На фото: В университете на третьем курсе. В первом ряду в центре — В. Д. Дувакин, во втором ряду — шестая слева — я. 1947 год
Я ходила смотреть и слушать не только Лемешева, но все, что шло, сначала в филиале, потом и в Большом. В филиале кроме опер шли и балеты, в которых танцевали оставшиеся в Москве танцовщики и танцовщицы. Из балерин танцевала только Лепешинская. Шли сцены Океана и жемчужин, Фрески, Остров нереид из «Конька-Горбунка», два акта «Баядерки», тот, где танец со змеей, и Тени, шло «Лебединое озеро», шел целиком «Дон Кихот»[1]с большим количеством пантомимы, со скучными «бабочками», но не парадный, как потом в Большом театре, а передававший атмосферу площади южного города. Мне не было скучно на операх (до «Сказки о царе Салтане»[2] — я даже немного не досидела до конца), но балет меня особенно привлекал. Я жалею, что меня не отдали в детстве заниматься к Алексеевой[3], но если бы я с детства занималась у нее, полюбила бы я балет? По природе своей я любила танец и скучала на пантомиме. И танец я любила не характерный, а абстрактный, абстрактность эту я не понимала, принимала просто за красоту. Я любила танец в пачках, мелкие движения, арабески, воздушные прыжки, стройность композиции. Балетная музыка стала, как и оперная, постоянно звучать во мне. В шесть лет я расстроилась, что не могу делать шпагат, хотя у меня почти получилось, но Мария Федоровна запретила мне пробовать, и теперь я расстраивалась оттого, что мои ноги не поднимались высоко.
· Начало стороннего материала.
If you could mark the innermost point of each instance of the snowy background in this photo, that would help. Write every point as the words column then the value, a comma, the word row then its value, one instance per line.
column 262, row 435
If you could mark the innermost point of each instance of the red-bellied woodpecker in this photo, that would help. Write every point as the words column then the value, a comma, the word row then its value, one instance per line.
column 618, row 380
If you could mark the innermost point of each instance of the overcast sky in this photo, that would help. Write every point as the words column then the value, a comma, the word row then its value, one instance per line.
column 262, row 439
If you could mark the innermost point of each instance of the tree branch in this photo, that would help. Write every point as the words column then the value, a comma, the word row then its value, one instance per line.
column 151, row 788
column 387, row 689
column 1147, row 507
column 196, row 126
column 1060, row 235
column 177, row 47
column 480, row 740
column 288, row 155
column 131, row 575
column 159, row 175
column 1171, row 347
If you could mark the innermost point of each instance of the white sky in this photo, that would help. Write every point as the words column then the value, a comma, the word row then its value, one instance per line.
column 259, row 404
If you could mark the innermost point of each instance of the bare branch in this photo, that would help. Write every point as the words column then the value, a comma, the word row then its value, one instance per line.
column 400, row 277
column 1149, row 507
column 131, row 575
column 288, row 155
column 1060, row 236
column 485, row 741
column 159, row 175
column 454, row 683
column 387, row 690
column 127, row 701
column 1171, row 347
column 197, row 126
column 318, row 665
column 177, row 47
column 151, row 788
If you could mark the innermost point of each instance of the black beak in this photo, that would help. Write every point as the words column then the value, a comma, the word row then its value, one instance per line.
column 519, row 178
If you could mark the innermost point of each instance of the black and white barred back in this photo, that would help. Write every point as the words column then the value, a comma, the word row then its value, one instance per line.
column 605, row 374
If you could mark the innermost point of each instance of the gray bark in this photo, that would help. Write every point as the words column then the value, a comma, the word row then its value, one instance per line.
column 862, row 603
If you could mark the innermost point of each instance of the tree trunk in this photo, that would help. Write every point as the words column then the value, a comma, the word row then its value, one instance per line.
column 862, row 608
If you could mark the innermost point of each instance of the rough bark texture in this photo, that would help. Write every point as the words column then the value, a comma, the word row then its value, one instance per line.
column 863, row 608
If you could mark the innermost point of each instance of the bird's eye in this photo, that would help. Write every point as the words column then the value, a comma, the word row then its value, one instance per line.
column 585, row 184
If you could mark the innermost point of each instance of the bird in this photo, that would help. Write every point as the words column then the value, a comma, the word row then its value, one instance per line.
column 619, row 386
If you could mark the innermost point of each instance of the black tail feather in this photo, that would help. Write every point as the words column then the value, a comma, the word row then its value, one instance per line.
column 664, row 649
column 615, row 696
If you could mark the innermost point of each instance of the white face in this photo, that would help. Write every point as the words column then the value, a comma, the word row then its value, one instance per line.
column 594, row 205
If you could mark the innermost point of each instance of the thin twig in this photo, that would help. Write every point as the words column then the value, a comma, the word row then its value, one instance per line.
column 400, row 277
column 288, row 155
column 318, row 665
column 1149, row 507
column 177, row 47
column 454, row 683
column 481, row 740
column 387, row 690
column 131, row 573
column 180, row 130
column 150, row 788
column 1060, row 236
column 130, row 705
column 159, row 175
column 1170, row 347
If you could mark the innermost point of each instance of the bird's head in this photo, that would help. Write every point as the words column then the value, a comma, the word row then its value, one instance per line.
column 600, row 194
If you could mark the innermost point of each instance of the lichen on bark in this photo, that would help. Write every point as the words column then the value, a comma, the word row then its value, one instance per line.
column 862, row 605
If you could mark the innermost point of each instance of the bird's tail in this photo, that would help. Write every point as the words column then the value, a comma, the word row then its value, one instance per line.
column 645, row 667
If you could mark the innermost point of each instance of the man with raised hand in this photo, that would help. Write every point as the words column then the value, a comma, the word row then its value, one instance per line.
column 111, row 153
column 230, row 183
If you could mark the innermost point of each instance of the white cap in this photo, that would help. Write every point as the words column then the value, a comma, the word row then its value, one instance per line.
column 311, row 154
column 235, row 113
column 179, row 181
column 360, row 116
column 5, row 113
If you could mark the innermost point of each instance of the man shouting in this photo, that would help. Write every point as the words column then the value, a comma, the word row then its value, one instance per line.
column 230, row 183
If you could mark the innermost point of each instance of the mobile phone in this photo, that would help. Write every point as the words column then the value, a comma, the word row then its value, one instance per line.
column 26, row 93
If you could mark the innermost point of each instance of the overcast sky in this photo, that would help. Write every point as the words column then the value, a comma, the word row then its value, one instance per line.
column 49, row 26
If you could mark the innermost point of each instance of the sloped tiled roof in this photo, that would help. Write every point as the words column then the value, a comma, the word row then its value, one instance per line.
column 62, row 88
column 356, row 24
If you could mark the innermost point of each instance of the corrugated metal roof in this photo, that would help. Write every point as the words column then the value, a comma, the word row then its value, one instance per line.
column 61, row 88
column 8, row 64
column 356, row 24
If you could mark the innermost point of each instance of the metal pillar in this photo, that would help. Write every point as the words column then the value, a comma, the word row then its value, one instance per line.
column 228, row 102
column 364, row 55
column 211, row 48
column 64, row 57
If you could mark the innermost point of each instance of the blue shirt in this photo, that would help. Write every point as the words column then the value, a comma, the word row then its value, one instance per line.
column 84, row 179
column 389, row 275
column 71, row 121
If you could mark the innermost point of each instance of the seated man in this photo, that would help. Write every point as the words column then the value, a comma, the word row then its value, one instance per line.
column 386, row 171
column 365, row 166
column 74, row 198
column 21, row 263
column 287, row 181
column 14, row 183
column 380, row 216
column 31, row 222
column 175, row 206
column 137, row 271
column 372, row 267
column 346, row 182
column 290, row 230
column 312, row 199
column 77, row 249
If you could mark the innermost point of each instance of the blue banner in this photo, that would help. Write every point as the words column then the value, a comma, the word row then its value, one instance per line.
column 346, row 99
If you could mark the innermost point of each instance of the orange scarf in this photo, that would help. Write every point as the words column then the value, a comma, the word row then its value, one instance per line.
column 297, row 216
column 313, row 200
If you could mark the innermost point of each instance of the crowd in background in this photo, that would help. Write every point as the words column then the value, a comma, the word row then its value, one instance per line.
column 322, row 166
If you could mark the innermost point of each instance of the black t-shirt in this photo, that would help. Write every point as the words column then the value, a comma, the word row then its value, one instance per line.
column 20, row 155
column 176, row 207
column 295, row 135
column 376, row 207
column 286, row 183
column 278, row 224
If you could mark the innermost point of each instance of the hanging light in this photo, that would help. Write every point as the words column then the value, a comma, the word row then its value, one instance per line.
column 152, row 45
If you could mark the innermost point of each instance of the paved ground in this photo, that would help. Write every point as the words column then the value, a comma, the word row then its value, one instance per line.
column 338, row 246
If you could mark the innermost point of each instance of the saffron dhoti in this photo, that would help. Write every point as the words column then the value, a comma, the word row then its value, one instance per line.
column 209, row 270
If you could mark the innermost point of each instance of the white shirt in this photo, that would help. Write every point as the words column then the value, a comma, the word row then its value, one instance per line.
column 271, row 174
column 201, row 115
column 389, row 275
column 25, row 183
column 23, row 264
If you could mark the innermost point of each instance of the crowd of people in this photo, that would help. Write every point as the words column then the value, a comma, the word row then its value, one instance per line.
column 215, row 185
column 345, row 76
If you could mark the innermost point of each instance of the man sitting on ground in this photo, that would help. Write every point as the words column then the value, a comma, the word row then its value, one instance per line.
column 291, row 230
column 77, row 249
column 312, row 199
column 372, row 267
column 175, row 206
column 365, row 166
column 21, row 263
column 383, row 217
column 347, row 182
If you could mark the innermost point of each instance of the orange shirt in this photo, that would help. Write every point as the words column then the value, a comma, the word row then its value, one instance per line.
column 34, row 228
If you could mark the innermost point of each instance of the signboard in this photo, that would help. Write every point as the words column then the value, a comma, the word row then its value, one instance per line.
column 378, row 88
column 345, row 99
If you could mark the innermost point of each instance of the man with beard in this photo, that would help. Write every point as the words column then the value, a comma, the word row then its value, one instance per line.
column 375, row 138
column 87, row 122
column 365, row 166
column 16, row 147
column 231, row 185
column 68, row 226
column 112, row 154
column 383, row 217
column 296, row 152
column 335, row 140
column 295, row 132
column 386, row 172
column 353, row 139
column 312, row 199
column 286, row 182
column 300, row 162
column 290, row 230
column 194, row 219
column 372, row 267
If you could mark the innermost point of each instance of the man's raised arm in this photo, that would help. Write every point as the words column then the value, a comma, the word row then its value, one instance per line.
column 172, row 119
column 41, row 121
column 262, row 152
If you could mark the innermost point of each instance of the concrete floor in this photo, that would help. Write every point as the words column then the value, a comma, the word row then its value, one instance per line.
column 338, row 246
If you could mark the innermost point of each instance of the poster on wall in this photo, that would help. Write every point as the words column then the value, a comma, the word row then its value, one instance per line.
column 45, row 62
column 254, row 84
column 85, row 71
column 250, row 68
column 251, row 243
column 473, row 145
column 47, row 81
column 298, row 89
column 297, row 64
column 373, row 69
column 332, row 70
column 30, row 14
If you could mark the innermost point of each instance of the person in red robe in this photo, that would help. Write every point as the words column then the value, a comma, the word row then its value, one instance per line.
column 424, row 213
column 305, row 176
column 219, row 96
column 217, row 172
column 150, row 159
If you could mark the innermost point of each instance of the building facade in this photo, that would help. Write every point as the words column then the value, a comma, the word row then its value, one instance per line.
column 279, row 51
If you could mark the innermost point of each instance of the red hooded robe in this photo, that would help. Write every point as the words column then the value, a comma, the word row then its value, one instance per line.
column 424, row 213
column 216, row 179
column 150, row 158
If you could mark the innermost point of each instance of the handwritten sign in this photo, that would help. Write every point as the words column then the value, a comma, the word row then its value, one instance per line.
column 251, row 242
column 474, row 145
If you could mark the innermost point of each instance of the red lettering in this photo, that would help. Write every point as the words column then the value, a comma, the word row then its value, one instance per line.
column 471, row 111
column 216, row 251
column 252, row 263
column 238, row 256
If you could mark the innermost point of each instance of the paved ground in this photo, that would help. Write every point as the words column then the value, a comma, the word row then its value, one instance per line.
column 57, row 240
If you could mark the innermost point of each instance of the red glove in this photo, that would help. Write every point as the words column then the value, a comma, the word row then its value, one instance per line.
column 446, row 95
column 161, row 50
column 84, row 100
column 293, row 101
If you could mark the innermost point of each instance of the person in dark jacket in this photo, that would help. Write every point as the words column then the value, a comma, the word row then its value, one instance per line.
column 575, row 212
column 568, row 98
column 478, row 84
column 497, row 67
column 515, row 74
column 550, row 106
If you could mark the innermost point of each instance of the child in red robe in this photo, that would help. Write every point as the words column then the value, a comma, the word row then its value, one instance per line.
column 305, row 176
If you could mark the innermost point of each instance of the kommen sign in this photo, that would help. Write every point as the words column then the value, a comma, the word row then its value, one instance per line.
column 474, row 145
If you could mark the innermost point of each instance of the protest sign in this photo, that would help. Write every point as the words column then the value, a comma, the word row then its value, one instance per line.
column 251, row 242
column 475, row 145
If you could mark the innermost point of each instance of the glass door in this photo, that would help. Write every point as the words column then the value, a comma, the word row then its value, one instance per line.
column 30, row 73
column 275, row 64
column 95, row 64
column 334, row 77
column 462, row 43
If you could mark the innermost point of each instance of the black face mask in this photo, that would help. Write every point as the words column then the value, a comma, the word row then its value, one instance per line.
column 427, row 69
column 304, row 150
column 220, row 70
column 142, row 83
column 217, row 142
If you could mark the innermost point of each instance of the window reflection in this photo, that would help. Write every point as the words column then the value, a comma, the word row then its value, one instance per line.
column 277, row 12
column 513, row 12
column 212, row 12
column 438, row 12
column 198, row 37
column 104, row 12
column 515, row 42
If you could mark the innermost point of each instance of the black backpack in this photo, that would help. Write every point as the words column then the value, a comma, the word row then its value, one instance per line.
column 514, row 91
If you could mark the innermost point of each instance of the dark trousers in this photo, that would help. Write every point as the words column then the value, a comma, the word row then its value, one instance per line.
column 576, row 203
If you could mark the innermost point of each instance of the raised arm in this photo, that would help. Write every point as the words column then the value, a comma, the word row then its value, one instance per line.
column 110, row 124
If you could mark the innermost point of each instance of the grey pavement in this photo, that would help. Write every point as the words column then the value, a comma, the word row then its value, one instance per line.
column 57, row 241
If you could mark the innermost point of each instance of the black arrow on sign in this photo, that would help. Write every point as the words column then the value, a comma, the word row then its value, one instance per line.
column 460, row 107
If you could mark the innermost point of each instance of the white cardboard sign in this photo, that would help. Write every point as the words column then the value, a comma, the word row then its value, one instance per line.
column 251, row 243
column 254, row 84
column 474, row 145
Советские сценические произведения на советские темы отвергались мной заранее как фальшивые (можно ли было иначе отнестись к отрывку из новой оперы о войне, в котором певцы, Лемешев в том числе, были одеты в солдатские полушубки с белыми бараньими воротниками, перепоясаны ремнями, в ушанках и валенках?). Я не ждала ничего и от «Алых парусов»[4]…
Я смотрела «Алые паруса», как все тогда смотрела (теперь я не могу так смотреть), принимая близко к сердцу, пропитывая увиденным и услышанным свое существо. Этот балет мне нравился, но это был не просто балет, это был мой миф, миф для меня, по моей мерке. Я была потрясена сходством мечты автора с моей. Я думала, что Лепешинская лелеяла в юности такие же мечты, потому что мне казалось, что в Ассоли она играла саму себя (в балете было много танцев, но основное передавалось актерской игрой). Был ли еще кто-нибудь в зале, кто так присоединял бы себя к происходившему на сцене?
Лепешинская давала в филиале сольные концерты, сбор от которых шел в Фонд обороны. У нее устанавливался прямой контакт с публикой, ее большие серые глаза (единственное ее украшение) сияли до верхних ярусов, и она была жизнерадостна. Одним из номеров (а номера были хорошие, многие поставлены Л. Якобсоном[5]) была характерная молдаванеска. Лепешинская танцевала ее в красных сапожках и в национальном костюме. Она выбегала, танцуя, за ней гнался немецкий солдат (П. Гусев[6]). Потом она вытаскивала откуда-то гранату, солдат, дрожа, убегал за кулису, она вслед ему бросала гранату и опять проходила круг, танцуя. Весь номер шел в быстрейшем темпе. Один раз я была в литерной, боковой ложе, и мне была видна часть кулис. Кончив номер, Лепешинская вбежала за кулису, там стоял какой-то большой ящик, она за него забежала, упала на него грудью, опираясь руками, и, запыхавшись, тяжело дыша, весело, искренно расхохоталась, ни для кого. Так мне она и запомнилась. Потом она выбежала кланяться.